Image by Mohamed Hassan on Pixabay

I have always been intrigued by the concept of giving something up for the new year. Writing it down on a slip of paper and then burning it. So often we focus on what we want to gain instead of the things we need to lose.

When I looked back on 2021 in an effort to list my tangible writing accomplishments, I found some good ones: editing my middle grade novel, drafting five short pieces over the summer, making progress on my fairy tale WIP, self-publishing a book and a short story on Kindle Vella, and traditionally publishing a piece of creative nonfiction which would go on to earn nominations for Best of the Net, the Pushcart Prize, and Best American Essays.

This all feels amazing, but perhaps the most important thing I achieved last year was deciding what I wanted as a novelist and choosing a path that fit that goal.

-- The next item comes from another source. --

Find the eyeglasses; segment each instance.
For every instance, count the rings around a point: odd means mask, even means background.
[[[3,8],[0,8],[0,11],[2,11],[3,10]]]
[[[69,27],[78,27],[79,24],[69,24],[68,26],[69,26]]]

Then I wrote down my old path and lit a match.

What I’m leaving behind in 2021 is the pursuit of traditional book publishing. Ever since Kindle Vella was announced last spring, I’ve felt such passion for the possibilities of publishing my own work. At first I’d planned on only releasing commercial fiction, but I’ve enjoyed the process so much I’ve now embraced it completely.

Last month I pulled The House on Linden Way from the final publishing house where it was under consideration and used earnings from my cozy mystery to commission a book cover; Linden Way will be released on Vella this spring and then in ebook and print in July. I am so excited to share this news! When I made the decision it felt as though a weight had lifted, like I had space to breathe life into new ideas about my writing and publishing goals.

I used to dream about seeing my books on bookshelves and holding author events and making a living as a novelist. These dreams feel dated now. I love being a teacher and not having to rely on income from writing; I’ve participated in author events and mostly felt stressed out and uncomfortable; and while it was thrilling to see The Fourth Wall on shelves, the truth is that the shelf-life of a book is very short unless you sell a gazillion copies, and that leads me to the number one reason why traditional publishing is probably not a good fit for me: everything revolves around sales, which is to say that everything revolves around money, and the pressure is immense—the pressure to perform, the pressure to earn out your advance, the pressure to sell, sell, sell. And that’s not what I want.

What I want from my books is the personal value that comes from writing them and putting them out into the world. I want to focus on the joy of being a creator, because that’s such an amazing thing. The fulfillment for me is imagining a story, bringing it to life, crafting the best version that I possibly can, and then letting it go. The rest is icing.

This is my year of rediscovering the total creative freedom that comes from detaching your work from external validation or numbers. It feels like a new beginning. I have so many ideas for stories and I can’t wait to write them and try new things and maybe fail but learn and grow and get better and just keep going. I want to stay passionate. I want to have fun. I want to create and let that be enough. These are the things that dreams are made of.

Comments

  1. Wonderful to hear how you’re moving ahead with your own vision for your creative life. It is so hard to let go of long-held images of what this or that endeavor is supposed to look like. Congratulations for honoring your own path, your own heart. I can’t wait to see where this leads you!